Esses relatórios devem incluir minimamente:
a)Critérios de inclusão e exclusão de voluntários participantes da pesquisa;
b)Descrição detalhada das características demográficas por braço do estudo e outras características importantes para a avaliação de eficácia e segurança, como presença e percentual de participantes com comorbidades, tratamentos concomitantes, uso permitido de outras vacinas;
c)Descrição detalhada dos desfechos e de como foi feita a avaliação de cada desfecho no estudo, incluindo definição de caso de Covid-19 e escalas utilizadas para avaliação de gravidade, sintomas considerados para definir a necessidade de coleta de amostras para confirmação virológica, procedimentos para monitoramento de sintomas dos participantes, definição de períodos de dias, com máximos e mínimos, a partir do primeiro dia de sintomas para coleta de amostras para confirmação sorológica;
d)Tempo médio de acompanhamento dos participantes após a administração do esquema completo de vacinação para a população de análise de segurança e de eficácia;
e)Listagens de dados necessárias para apoiar as análises críticas como: resultados individuais de sorologia de base, diagnóstico prévio de Covid-19 com os resultados de testes realizados, resultados individuais dos desfechos de imunogenicidade, data de coletas, número de amostras coletadas e resultados para os testes para confirmação virológica da infecção por Sars-CoV-2 para todos os participantes que foram sintomáticos no estudo;
f)Relatórios de validação dos ensaios bioanalíticos utilizados para avaliar os desfechos do estudo clínico de fase 3;
g)Dados de segurança acumulados dos estudos de fase 1 e 2, com foco nos eventos adversos graves, eventos adversos de interesse especial e casos graves de Covid-19, acompanhados das respectivas narrativas detalhadas, e o plano de monitoramento para detecção de eventos adversos tardios, justificando o período proposto;
h)Dados de segurança dos estudos de fase 3 referentes a um seguimento mediano de, pelo menos, dois meses após a última imunização e estabelecimento de um perfil de segurança preliminar para eventos adversos graves e de interesse especial e para exacerbação da doença respiratória. Devem ser fornecidas as narrativas detalhadas dos eventos adversos graves, de interesse especial e casos graves de Covid-19.
Outros pontos de análise:
Além desses dados, há necessidade de avaliação das boas práticas de fabricação de cada local de produção do insumo farmacêutico e da vacina na forma acabada, dos demais dados de qualidade, estabilidade e o plano de monitoramento no Brasil.

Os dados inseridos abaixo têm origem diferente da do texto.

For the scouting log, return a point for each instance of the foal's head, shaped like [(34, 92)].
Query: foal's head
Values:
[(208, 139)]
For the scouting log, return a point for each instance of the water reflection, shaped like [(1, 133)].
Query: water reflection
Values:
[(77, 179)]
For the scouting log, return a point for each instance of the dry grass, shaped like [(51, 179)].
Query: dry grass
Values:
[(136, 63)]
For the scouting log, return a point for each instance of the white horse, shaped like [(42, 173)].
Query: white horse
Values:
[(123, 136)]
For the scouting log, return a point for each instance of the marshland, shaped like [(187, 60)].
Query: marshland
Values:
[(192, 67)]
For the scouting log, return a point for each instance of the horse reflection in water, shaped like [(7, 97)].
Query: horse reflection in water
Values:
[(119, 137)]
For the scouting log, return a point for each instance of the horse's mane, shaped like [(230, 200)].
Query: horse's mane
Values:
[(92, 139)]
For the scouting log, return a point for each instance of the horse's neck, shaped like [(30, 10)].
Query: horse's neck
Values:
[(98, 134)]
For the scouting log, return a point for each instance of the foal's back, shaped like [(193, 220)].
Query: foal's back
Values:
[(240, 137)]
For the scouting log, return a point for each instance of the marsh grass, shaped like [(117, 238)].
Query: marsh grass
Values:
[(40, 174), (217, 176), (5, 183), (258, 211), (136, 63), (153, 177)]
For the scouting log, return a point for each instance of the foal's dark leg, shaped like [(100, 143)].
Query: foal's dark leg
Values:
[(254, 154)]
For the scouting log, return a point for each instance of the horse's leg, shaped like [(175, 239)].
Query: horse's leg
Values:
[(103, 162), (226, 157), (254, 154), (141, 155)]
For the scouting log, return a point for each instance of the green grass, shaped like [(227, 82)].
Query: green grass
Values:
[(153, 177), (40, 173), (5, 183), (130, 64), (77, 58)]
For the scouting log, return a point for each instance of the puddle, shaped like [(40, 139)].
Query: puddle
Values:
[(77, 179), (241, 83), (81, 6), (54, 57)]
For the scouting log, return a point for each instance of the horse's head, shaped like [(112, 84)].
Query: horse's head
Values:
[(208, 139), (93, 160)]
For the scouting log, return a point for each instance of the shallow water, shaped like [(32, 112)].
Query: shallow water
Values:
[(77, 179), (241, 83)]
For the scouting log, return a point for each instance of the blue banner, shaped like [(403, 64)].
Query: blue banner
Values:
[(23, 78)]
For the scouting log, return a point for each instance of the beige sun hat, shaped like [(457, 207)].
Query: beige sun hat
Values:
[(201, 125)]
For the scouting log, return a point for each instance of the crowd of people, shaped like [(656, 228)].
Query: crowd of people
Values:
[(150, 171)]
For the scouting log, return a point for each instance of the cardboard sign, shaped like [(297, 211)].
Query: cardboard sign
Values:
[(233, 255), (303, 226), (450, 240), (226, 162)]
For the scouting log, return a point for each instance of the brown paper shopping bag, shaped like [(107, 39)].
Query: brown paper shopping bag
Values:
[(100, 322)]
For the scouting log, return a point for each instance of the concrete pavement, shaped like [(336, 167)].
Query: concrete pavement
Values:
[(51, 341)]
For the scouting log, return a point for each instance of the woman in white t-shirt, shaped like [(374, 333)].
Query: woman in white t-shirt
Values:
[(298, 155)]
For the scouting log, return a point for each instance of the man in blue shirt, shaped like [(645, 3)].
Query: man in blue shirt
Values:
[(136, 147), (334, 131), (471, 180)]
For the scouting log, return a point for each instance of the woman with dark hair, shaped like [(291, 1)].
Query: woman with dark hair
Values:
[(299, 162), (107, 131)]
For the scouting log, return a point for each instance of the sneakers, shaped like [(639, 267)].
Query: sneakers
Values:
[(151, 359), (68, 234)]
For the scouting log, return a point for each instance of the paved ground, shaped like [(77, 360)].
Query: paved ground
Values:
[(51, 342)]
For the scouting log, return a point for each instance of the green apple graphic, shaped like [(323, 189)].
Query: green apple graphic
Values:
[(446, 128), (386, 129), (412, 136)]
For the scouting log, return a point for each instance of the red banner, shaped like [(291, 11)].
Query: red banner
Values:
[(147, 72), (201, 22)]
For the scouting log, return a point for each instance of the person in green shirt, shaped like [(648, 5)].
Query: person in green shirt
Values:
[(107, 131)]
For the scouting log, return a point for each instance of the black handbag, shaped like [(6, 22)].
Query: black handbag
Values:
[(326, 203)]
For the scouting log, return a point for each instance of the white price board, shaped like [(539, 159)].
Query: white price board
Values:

Quando a vacina COVID-19 não estiver sendo avaliada em ensaios clínicos conduzidos no Brasil e pretende registrar, caberá à requerente apresentar:
- a estratégia do patrocinador quanto à condução dos ensaios estudos clínicos em outro país e que, demonstrando a intenção de acompanhamento dos participantes para a avaliação de eficácia e segurança dos participantes do estudo pivotal por pelo menos 1 ano, incluindo estratégia para avaliação de exacerbação da doença respiratória (RDE);
- garantias que terá acesso aos dados gerados em sua totalidade, bem como garantir e demonstrar que os estudos pré-clínicos e clínicos foram conduzidos conforme as diretrizes aceitas nacional e internacionalmente (por exemplo, se foram seguidos os guias do ICH e se a vacina é produzida em país membro do PIC/s), e que os ensaios e dados clínicos obtidos em outros países sejam aplicáveis à população brasileira;
- cumprimento da Resolução- RDC 55/2010 e, antes do protocolo, a requerente deve fazer uma prévia apresentação para a Anvisa do racional clínico, da qualidade e dos estudos conduzidos em outros países.